Characterizing a short T2 * signal component in the liver using ultrashort TE chemical shift-encoded MRI at 1.5T and 3.0T.

Abstract

Recent studies have suggested the presence of short-T2 * signals in the liver, which may confound chemical shift-encoded (CSE) fat quantification when using short echo times (TEs). The purpose of this study was to characterize the liver signal at short echo times and to determine its impact on liver fat quantification. An ultrashort echo time (UTE) chemical shift-encoded MRI (CSE-MRI) technique and a multicomponent reconstruction were developed to characterize short-T2 * liver signals. Subsequently, liver fat fraction was quantified using a short-TE (first TE = 0.7 ms) and UTE CSE-MRI acquisitions and compared with a standard CSE-MRI (first TE = 1.2 ms). Short-T2 * signals were consistently observed in the liver of all healthy volunteers imaged at both 1.5T and 3.0T. At 3.0T, short-T2 * signal fractions of 9.6 ± 1.5%, 7.0 ± 1.7%, and 7.4 ± 1.7% with T2 * of 0.23 ± 0.05 ms, 0.20 ± 0.05 ms, and 0.10 ± 0.02 ms were measured in healthy volunteers, patients with liver cirrhotic disease, and patients with hepatic steatosis (but no cirrhosis), respectively. For proton density fat fraction (PDFF) estimation, 1.7% (P < .01) and 3.4% (P < .01) biases were observed in subjects imaged using short-TE CSE-MRI and using UTE CSE-MRI at 1.5T, respectively.

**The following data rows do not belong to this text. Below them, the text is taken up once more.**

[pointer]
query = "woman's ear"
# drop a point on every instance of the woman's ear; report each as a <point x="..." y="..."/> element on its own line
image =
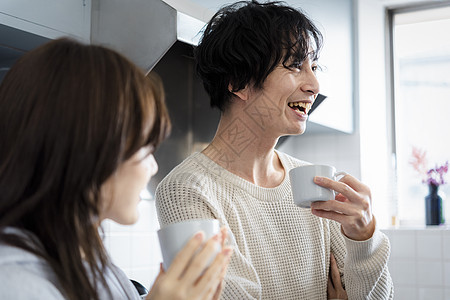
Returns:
<point x="243" y="94"/>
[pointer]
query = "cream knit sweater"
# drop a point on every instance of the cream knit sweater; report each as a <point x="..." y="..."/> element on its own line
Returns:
<point x="281" y="251"/>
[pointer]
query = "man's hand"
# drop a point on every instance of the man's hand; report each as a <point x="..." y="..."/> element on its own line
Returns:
<point x="352" y="207"/>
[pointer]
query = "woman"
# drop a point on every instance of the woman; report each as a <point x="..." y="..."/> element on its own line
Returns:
<point x="79" y="125"/>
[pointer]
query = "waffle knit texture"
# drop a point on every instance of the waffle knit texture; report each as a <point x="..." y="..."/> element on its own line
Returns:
<point x="281" y="251"/>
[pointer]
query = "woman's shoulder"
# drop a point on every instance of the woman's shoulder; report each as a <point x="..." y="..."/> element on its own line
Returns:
<point x="24" y="275"/>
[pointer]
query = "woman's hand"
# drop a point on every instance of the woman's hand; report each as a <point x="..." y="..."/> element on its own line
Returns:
<point x="352" y="207"/>
<point x="335" y="290"/>
<point x="188" y="277"/>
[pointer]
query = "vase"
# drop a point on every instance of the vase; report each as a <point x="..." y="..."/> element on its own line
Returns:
<point x="433" y="206"/>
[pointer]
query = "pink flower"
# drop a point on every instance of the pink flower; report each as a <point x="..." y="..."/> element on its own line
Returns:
<point x="434" y="176"/>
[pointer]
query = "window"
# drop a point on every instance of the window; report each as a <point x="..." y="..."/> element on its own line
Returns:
<point x="421" y="110"/>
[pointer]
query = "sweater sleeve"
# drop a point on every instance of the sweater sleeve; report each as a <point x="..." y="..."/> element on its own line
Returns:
<point x="364" y="264"/>
<point x="186" y="197"/>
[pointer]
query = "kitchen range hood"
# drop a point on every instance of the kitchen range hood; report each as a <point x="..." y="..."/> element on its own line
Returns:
<point x="155" y="35"/>
<point x="144" y="30"/>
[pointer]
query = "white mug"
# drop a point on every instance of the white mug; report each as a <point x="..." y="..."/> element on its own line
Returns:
<point x="173" y="237"/>
<point x="304" y="190"/>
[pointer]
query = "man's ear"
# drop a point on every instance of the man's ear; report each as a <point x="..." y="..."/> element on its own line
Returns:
<point x="243" y="94"/>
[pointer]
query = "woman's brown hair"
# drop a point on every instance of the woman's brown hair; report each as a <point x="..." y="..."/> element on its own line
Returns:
<point x="70" y="114"/>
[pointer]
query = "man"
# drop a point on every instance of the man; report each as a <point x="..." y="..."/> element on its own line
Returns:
<point x="258" y="64"/>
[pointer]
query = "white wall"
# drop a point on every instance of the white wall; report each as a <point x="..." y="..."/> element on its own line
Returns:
<point x="420" y="263"/>
<point x="135" y="249"/>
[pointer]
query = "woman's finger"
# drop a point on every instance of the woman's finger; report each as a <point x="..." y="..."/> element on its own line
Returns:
<point x="201" y="260"/>
<point x="182" y="259"/>
<point x="214" y="275"/>
<point x="334" y="273"/>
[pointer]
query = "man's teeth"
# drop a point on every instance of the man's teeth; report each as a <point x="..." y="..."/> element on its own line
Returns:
<point x="305" y="105"/>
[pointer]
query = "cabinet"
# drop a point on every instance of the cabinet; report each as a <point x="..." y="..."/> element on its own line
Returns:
<point x="49" y="18"/>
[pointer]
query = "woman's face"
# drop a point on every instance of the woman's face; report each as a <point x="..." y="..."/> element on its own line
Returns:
<point x="120" y="192"/>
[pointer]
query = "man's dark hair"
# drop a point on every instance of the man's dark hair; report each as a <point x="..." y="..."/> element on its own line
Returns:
<point x="244" y="42"/>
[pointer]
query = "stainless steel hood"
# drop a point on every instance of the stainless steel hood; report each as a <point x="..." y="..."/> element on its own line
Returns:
<point x="143" y="30"/>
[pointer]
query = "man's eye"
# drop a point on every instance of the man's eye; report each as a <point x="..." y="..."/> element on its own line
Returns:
<point x="297" y="66"/>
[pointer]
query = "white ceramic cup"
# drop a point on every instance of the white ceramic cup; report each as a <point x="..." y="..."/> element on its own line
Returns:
<point x="173" y="237"/>
<point x="305" y="191"/>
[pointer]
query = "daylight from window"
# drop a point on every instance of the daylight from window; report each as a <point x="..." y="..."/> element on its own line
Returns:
<point x="422" y="106"/>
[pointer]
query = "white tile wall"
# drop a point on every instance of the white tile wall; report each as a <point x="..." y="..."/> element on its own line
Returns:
<point x="420" y="262"/>
<point x="135" y="249"/>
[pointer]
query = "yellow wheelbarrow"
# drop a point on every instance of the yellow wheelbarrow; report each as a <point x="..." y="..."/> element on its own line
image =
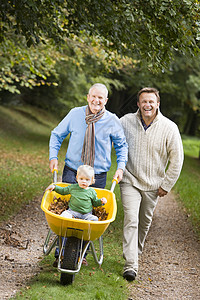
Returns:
<point x="75" y="235"/>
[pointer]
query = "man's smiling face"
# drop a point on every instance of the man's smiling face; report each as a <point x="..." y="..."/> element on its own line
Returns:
<point x="148" y="106"/>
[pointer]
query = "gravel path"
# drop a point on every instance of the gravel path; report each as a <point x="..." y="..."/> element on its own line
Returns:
<point x="169" y="266"/>
<point x="21" y="242"/>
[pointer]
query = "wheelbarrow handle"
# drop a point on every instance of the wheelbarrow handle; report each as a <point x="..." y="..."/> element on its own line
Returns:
<point x="55" y="175"/>
<point x="114" y="182"/>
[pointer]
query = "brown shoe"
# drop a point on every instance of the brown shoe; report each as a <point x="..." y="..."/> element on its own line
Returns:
<point x="55" y="263"/>
<point x="84" y="262"/>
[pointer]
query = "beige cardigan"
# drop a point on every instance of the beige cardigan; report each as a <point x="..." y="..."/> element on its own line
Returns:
<point x="150" y="151"/>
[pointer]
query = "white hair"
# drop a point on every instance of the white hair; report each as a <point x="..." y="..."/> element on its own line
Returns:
<point x="100" y="86"/>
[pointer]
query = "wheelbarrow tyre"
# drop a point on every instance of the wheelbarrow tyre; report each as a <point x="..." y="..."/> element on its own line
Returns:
<point x="70" y="259"/>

The biases were reduced to 0.4% and -0.7%, respectively, by excluding short echoes less than 1 ms. A 3.2% bias (P < .01) was observed in subjects imaged using UTE CSE-MRI at 3.0T, which was reduced to 0.1% by excluding short echoes <1 ms. A liver short-T2 * signal component was consistently observed and was shown to confound liver fat quantification when short echo times were used with CSE-MRI.